Notably, Gov. Brian Kemp, who is heading to Davos, Switzerland, for the World Economic Forum this week, was not in attendance, nor were other state Republican leaders visible in the pews, further demonstrating the starkness of the divisive political climate not only in Atlanta but around the country.
The music for the service was chosen carefully: The Ebenezer choir and a baritone soloist performed a rousing rendition of "If I Can Help Somebody," the 1945 hymn that influenced King's February 1968 sermon "The Drum Major Instinct," as Biden wiped a tear from his eye.
Then the president spoke for about 25 minutes, opening his remarks by talking about his political heroes.
"I have two... Bobby Kennedy... And no malarkey, Dr. King," Biden said.
"Rev. Martin Luther King Jr. was a nonviolent warrior for justice…We come to contemplate his moral vision and commit ourselves to his path,” he added.
He then transitioned to the role faith plays in shaping democracy, saying that the soul of America is "the breath, the life, the essence of who we are." He added that what has happened to the country in the past six years will determine what happens over the next several decades.
"Are we a people who will choose democracy over autocracy?" Biden asked. "We thought [democracy] was settled... We have to choose community over chaos and love over hate.

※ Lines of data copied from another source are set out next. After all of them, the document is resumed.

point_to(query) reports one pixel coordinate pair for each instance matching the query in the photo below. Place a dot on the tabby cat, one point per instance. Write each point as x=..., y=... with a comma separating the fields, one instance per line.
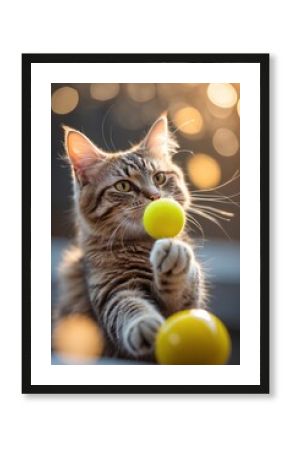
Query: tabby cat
x=115, y=272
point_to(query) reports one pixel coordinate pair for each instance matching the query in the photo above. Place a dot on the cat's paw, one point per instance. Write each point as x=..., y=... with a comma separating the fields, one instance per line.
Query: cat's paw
x=139, y=335
x=172, y=257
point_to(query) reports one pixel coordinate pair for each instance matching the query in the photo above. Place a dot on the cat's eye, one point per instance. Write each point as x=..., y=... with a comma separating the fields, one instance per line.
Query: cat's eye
x=159, y=178
x=123, y=186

MLK showed us the way, and we should pay attention."
Biden mentioned the two busts that flank his fireplace in the White House — a bronze of MLK on one side and of Rosa Parks on the other, and said he looks to them for inspiration.
Then Biden brought up the ever-prescient question King asked here in a 1967 Southern Christian Leadership Conference speech, “Where do we go from here?”
Unlike the goal of Dr. King and the Southern Leadership Conference to “redeem the soul of America” in the 1960s, today’s efforts are complicated by fraying institutions and tattering democracy, Biden said.
Yet, these decades later Atlanta remains at the epicenter of discussions about race, poverty and income inequality, as well as innovation and the moral leadership of its two Nobel Peace Laureates, Martin Luther King, Jr. and Jimmy Carter.
"We’re all imperfect beings, but we can do our best to seek a life of hope and love and truth," Biden said. "That's what I try to do every day. Nothing is guaranteed in our democracy — we must defend it, protect it, repair the breach."
After telling the parishioners to "keep the faith," Biden later linked arms with Warnock, Bottoms and others to sing the final anthem of the service, the continuing mantra of the civil rights movement, "We Shall Overcome."